A Guide to the Classification Theorem for Compact Surfaces
- First edition
- Author: Jean Gallier, Dianna Xu
- Language: English
- Series: Geometry and Computing
- Genre: Mathematics
- Publisher: Springer-Verlag
- Publication date: 2013
- ISBN: 978-3-642-34363-6

= A Guide to the Classification Theorem for Compact Surfaces =

Textbook in topology

A Guide to the Classification Theorem for Compact Surfaces is a textbook in topology, on the classification of two-dimensional surfaces. It was written by Jean Gallier and Dianna Xu, and published in 2013 by Springer-Verlag as volume 9 of their Geometry and Computing series (ISBN 978-3-642-34363-6). The Basic Library List Committee of the Mathematical Association of America has recommended its inclusion in undergraduate mathematics libraries.

==Topics==
The classification of surfaces (more formally, compact two-dimensional manifolds without boundary) can be stated very simply, as it depends only on the Euler characteristic and orientability of the surface. An orientable surface of this type must be topologically equivalent (homeomorphic) to a sphere, torus, or more general handlebody, classified by its number of handles. A non-orientable surface must be equivalent to a projective plane, Klein bottle, or more general surface characterized by an analogous number, its number of cross-caps. For compact surfaces with boundary, the only extra information needed is the number of boundary components. This result is presented informally at the start of the book, as the first of its six chapters. The rest of the book presents a more rigorous formulation of the problem, a presentation of the topological tools needed to prove the result, and a formal proof of the classification.

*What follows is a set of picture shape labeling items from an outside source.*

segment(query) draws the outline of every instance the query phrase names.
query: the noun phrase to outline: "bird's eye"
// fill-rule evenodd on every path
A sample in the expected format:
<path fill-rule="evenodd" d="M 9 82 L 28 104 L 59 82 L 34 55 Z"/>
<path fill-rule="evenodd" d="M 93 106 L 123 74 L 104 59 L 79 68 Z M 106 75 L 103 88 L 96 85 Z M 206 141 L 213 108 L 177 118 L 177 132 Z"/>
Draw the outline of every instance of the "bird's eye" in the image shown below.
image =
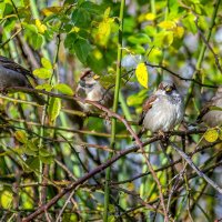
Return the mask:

Other topics in topology discussed as part of this presentation include simplicial complexes, fundamental groups, simplicial homology and singular homology, and the Poincaré conjecture. Appendices include additional material on embeddings and self-intersecting mappings of surfaces into three-dimensional space such as the Roman surface, the structure of finitely generated abelian groups, general topology, the history of the classification theorem, and the Hauptvermutung (the theorem that every surface can be triangulated).

==Audience and reception==
This is a textbook aimed at the level of advanced undergraduates or beginning graduate students in mathematics, perhaps after having already completed a first course in topology. Readers of the book are expected to already be familiar with general topology, linear algebra, and group theory. However, as a textbook, it lacks exercises, and reviewer Bill Wood suggests its use for a student project rather than for a formal course.

Many other graduate algebraic topology textbooks include coverage of the same topic.
However, by focusing on a single topic, the classification theorem, the book is able to prove the result rigorously while remaining at a lower overall level, provide a greater amount of intuition and history, and serve as "a motivating tour of the discipline’s fundamental techniques".

Reviewer Clara Löh complains that parts of the book are redundant, and in particular that the classification theorem can be proven either with the fundamental group or with homology (not needing both), that on the other hand several important tools from topology including the Jordan–Schoenflies theorem are not proven, and that several related classification results are omitted. Nevertheless, reviewer D. V. Feldman highly recommends the book, Wood writes "This is a book I wish I’d had in graduate school", and reviewer Werner Kleinert calls it "an introductory text of remarkable didactic value".